有山 開成の新しい顔ができたと思っています。このファサードは大友が実質的にデザインしてくれました。まだ最初のA棟が竣工しただけで、プロジェクト全体の完了は2024年7月を予定しています。
大友 開成らしい力強さを直線で示しました。すっきりとまとまった最終的な姿を2年後にはご覧いただけるようになります。昔あった時計台のある校舎を懐かしむ声もありましたが、この校舎ではこのファサードが新しい象徴になると考えています。
――いつ頃からこのプロジェクトは始まったのですか。
有山 建築委員会が武藤敏郎前理事長の下で正式に立ち上がったのは2013年でした。その時から現在まで、私は委員長を、大友は副委員長を務めています。建築委員会は毎年約10人のメンバーで、入れ替わりもあり、のべ30人ほどが関わってきました。

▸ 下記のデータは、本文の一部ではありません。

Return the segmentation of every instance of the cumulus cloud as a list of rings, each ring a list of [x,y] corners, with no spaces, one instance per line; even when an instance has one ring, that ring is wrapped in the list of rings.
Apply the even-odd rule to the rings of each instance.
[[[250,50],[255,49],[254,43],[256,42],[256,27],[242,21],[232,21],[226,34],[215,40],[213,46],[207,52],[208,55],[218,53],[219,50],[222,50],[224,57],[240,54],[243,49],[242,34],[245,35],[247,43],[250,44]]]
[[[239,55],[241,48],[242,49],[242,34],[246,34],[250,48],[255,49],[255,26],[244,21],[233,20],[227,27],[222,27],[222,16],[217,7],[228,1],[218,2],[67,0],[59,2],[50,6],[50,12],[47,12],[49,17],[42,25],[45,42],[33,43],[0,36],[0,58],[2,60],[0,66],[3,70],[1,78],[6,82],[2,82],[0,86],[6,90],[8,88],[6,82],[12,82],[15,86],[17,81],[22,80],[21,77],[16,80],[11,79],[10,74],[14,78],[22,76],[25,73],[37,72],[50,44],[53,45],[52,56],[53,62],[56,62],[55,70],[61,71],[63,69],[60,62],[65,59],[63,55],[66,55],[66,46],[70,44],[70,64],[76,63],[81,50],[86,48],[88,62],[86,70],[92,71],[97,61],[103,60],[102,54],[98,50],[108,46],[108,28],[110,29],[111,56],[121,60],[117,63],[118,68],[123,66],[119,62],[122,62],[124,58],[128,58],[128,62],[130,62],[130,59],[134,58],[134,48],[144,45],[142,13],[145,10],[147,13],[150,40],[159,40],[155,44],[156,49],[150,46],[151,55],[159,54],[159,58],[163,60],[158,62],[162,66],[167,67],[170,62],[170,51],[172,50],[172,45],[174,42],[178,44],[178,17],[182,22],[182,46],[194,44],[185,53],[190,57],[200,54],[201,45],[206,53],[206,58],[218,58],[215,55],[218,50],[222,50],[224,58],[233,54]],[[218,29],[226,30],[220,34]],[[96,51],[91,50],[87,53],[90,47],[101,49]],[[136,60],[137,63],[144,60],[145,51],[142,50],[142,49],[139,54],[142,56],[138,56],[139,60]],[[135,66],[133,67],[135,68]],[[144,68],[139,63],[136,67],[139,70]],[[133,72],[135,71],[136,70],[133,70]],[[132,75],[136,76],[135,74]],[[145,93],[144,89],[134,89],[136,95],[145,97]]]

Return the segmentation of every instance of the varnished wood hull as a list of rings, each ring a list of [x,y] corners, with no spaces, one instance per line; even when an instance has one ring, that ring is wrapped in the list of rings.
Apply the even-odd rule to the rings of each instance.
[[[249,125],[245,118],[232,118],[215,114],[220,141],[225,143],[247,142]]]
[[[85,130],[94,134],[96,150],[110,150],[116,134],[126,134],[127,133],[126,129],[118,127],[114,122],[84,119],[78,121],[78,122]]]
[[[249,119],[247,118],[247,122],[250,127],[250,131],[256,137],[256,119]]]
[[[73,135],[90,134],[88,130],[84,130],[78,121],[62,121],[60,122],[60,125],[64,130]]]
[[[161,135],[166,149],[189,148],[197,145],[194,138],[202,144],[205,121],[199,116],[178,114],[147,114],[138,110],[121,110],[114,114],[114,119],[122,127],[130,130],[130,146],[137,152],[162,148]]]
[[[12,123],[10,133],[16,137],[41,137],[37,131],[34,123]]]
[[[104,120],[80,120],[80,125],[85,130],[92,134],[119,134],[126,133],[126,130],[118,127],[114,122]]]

大友 私の場合、それより前に当時の芳野校長に声を掛けられて、内々に新校舎の図面や模型づくりを手がけ始めたのが09年のことでした。当時はグラウンドに新しい校舎を建てる方向で考えていました。
――グラウンドに新校舎を建てるほうが建て替えがしやすいように思いますが、そうはしなかったのですね。
有山 開成にとって、運動会はとても大切な行事です。運動会を行うグラウンドをつぶすという選択はすべきではないと考えました。そこに仮設校舎も建てられませんから、既存校舎が建っているスペース内で解体と新築を同時に進めています。そうまでしてグラウンドを守ったのですが、新型コロナ禍で20年には運動会を開催することができず、本当に残念でした。
――難解なパズルを解くようなものですね。聖学院が新校舎を手掛た際にも十数年かかったといいますが、ずいぶん長い期間、お二人とも関与していらっしゃる。
有山 プロジェクトが立ち上がった翌年には東京オリンピック・パラリンピック競技大会の招致が決まり、それから建築費の高騰が続いたこともあり、プロジェクトが2年間凍結されています。しかも、武藤敏郎さんは組織委員会事務総長・理事に就任されてしまいますし。
――先生方の要望も多いと思いますから、大変でしたでしょう。
有山 現場の意見をくみ上げ取りまとめるのが、私たち建築委員会の役割です。できるだけ耳を傾けようとアンケートを取ったり、公聴会を何度も開催しましたが、集まった要望が非常に多く、欲しいスペースがとんでもない広さになり胃が痛くなりました。
大友 私はこの学校の卒業生ではないので、外からの視線で冷静に見るようにしています。「まだ使えるのだから建て替える必要はない」というそもそも論もありましたが、未来の生徒のことを思うと、船で例えれば、世界の大海原に乗り出して行けるようなものを新しく用意するべきだと考えました。